I recently graduated from college. I’m 37 years old, and I turned my whole life upside down to go to school. Because of that, I wanted to do well. If I was going to take on a load of student debt, you better believe I was planning on getting A’s. And I did. I graduated with honors. I made the Dean’s list every semester. I am very proud of myself for that. But if I hadn’t just told you that, you would never know. You aren’t looking up my college transcripts. No one is. So, I’ve been asking myself this year if it was worth it. Don’t get me wrong, I am a firm believer in trying your best. But as we say here at Inclusive Communities, we strive for progress, not perfection. I wanted perfection. And it almost killed me.
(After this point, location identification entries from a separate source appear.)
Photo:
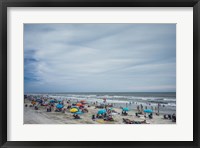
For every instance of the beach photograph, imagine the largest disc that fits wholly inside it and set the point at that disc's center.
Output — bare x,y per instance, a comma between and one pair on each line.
99,73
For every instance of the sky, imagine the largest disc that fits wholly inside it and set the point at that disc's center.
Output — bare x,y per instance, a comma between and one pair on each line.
99,57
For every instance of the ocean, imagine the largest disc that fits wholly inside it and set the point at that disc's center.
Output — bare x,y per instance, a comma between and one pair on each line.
166,100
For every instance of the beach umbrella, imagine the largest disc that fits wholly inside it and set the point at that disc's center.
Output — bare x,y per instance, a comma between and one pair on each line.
125,109
148,111
101,111
83,101
79,104
73,110
78,113
75,107
59,106
52,101
39,100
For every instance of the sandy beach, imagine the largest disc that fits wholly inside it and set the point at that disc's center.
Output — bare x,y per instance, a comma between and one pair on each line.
41,116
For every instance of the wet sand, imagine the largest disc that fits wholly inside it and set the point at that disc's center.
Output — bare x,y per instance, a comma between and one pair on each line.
41,116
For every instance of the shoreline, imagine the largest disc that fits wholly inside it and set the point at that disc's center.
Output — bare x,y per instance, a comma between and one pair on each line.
41,116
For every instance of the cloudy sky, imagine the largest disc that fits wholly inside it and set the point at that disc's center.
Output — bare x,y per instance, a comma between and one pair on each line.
100,57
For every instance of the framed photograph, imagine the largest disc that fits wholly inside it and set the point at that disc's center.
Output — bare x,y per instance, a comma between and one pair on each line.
100,73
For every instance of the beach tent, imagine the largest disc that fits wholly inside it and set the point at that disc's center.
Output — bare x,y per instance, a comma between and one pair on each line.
148,111
78,113
83,101
79,104
73,110
59,106
39,100
75,107
125,109
101,111
52,101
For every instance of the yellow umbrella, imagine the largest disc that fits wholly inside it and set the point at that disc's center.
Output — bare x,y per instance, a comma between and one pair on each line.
73,110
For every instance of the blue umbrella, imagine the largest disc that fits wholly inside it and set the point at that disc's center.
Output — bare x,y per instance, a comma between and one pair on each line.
148,111
101,111
125,109
59,106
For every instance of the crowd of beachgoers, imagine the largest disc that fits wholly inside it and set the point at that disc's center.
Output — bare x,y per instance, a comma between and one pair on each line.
48,110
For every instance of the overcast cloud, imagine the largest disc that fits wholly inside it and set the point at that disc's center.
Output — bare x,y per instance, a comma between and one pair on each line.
99,57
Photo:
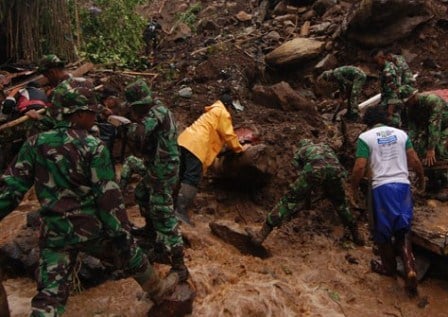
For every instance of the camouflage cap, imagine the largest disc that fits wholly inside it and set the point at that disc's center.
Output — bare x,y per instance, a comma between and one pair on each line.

I got sick in February of 2020, and for two years I struggled with relapses of sickness that would leave me feeling exhausted beyond belief among many other debilitating symptoms. I went to numerous doctors to try figure out why I wasn’t getting better. I even thought I might have an autoimmune disease. But every blood test came back normal. By the Fall of last year, I was so discouraged and burnt out. My mental health took a major nose-dive. I wanted to quit everything. The collective world trauma of enduring a global pandemic definitely did not help. But this past February I went to a specialist who more or less told me he thought that I had just been so stressed that my body was never able to fully fight off the virus that I'd had. He told me I needed to prioritize a healthy diet, REST, and exercise. OUCH. So, you’re saying I did this to myself?
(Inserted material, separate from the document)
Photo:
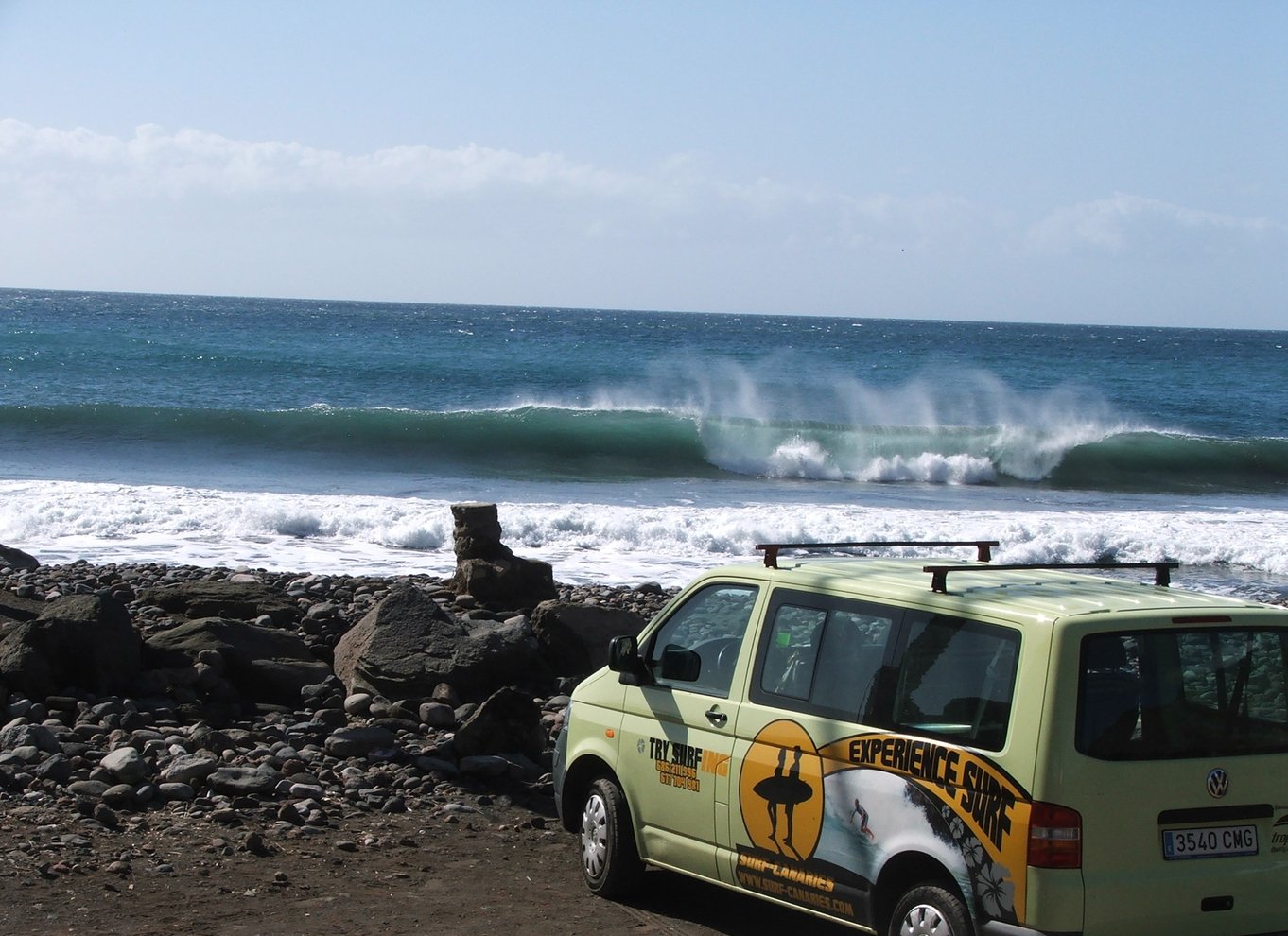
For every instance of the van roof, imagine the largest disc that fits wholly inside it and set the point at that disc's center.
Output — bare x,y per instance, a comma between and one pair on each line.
1039,593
It only takes a quick Google search to find endless articles about the negative effects of pro-longed stress on our mental and physical health. I got my degree in Social Work where we discussed how stress and trauma affect our bodies in practically every class. I should have known better. I was living in the collective global trauma of COVID, going to school full-time, and working at a pulmonary clinic. So ya know, I had just a little stress in my life. But every time I thought about making changes I felt guilty. I just needed to “push through” and I could take a break later… Without getting into the details, I will just say, that mentality nearly cost me everything.

So, this year of 2022 I am on a journey of discovering what it means to slow down. To say ‘no’ without feeling guilty. To find ‘rest’. Not just a quick cat-nap, although I am a huge fan of those, but to find things that bring joy to my soul. I am learning to listen to my body and my intuition, and this means carving out space for sitting still and being quiet. This means prioritizing myself even though growing up I was taught that was selfish. But what I realize now, is that if I am not ok how can I show up for the people in my life that I love and care about? How can I keep doing this work?

So no, rest is no small thing and certainly not silly. It takes work and intentionality. It means shifting your priorities and maybe giving up things to make space for something better. It means learning to set boundaries or changing existing ones. It means letting go of guilt and learning to trust yourself. All of that that can be really uncomfortable for a while. But if I learned anything from COVID, it’s that life can change in an instant. Who or what am I not showing up for because I am prioritizing the grind when I should be focusing on rest?